Published: 2021-01-14 23:51
Last Updated: 2021-03-08 10:22
The South Korean pharmaceutical company 'Celltrion', announced a drug treatment Wednesday, which combats COVID-19 by reducing the recovery time and the chance of severe cases of coronavirus from developing.
The treatment, called 'CT-P59', is in the second-phase trial study, with Celltrion announcing that they will be making the clinical data public.
CT-P59 is an anti-COVID-19 monoclonal antibody treatment candidate. Wednesday, the pharma giant submitted an application for conditional marketing authorization of the product to the Korean Ministry of Food and Drug Safety (KMFDS).
A conditional marketing authorization is a pragmatic tool for the fast-track approval of a medicine that fulfils an unmet medical need.
The treatment was tested on 327 patients who were infected with COVID-19 in order to assess the efficacy and safety of the treatment, also known as "Regdanvimab".

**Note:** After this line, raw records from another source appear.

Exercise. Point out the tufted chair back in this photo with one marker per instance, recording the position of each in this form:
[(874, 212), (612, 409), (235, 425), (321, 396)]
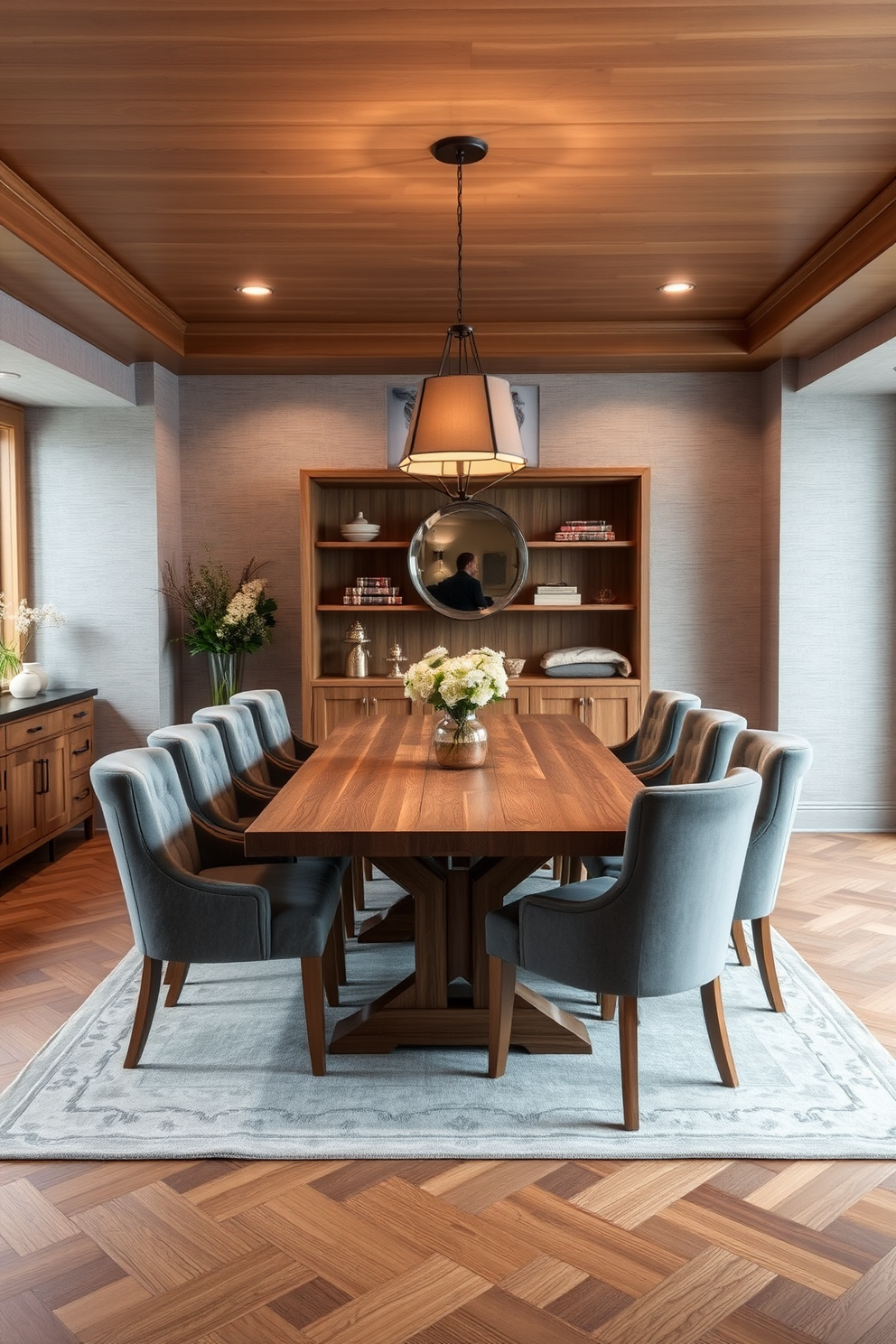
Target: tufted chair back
[(199, 758), (705, 746), (151, 832), (659, 729), (270, 718), (782, 760), (240, 742)]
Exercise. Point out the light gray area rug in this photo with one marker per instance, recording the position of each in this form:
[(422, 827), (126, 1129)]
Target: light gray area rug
[(226, 1074)]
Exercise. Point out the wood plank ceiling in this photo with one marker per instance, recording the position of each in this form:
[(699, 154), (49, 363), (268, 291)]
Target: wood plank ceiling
[(160, 154)]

Notably, nearly 60 percent of trial participants had severe symptoms from COVID-19, including pneumonia.
The company said the treatment reduced the rate at which patients developed critical conditions, which require hospital care by 54 percent.
Celltrion added that there has been no serious adverse reactions among the trial participants.
Among patients aged 50 and over, the rate of developing severe cases decreased by 68 percent.
The company explained that the treatment reduced the recovery period by more than three days, explaining that among patients aged 50 years and over, the treatment reduced the recovery time by more than five or six days.
The South Korean Yonhap News Agency quoted a professor of medicine at Gachon University, Eom Joong-sik, saying: "The trial study proved that the treatment remarkably reduced the rate of patients developing into severe cases and at the same time reduced recovery time."
He also highlighted the treatment's efficacy among elderly patients, as the mortality rate of COVID-19 virus is especially prevalent among the aforementioned age bracket.
The KMFDS is reviewing the drug's safety and efficacy, which is a critical measure for the manufacturing and sales of the first home-grown treatment for COVID-19 in South Korea.
The company plans to conduct a third phase of clinical trials, which is a pivotal part of the study, in more than 10 countries, to obtain more comprehensive results for the safety and efficacy of the treatment.
The company will also submit an application for an emergency use authorization (EUA) to the US Food and Drug Administration (FDA), and a conditional marketing authorization to the European Medicines Agency (EMA) in the coming months.
The company is seeking to increase its manufacturing capacity to meet global and local demand, which is expected to reach a around two million doses.
It is worth noting that the treatment is injected intravenously for 90 minutes.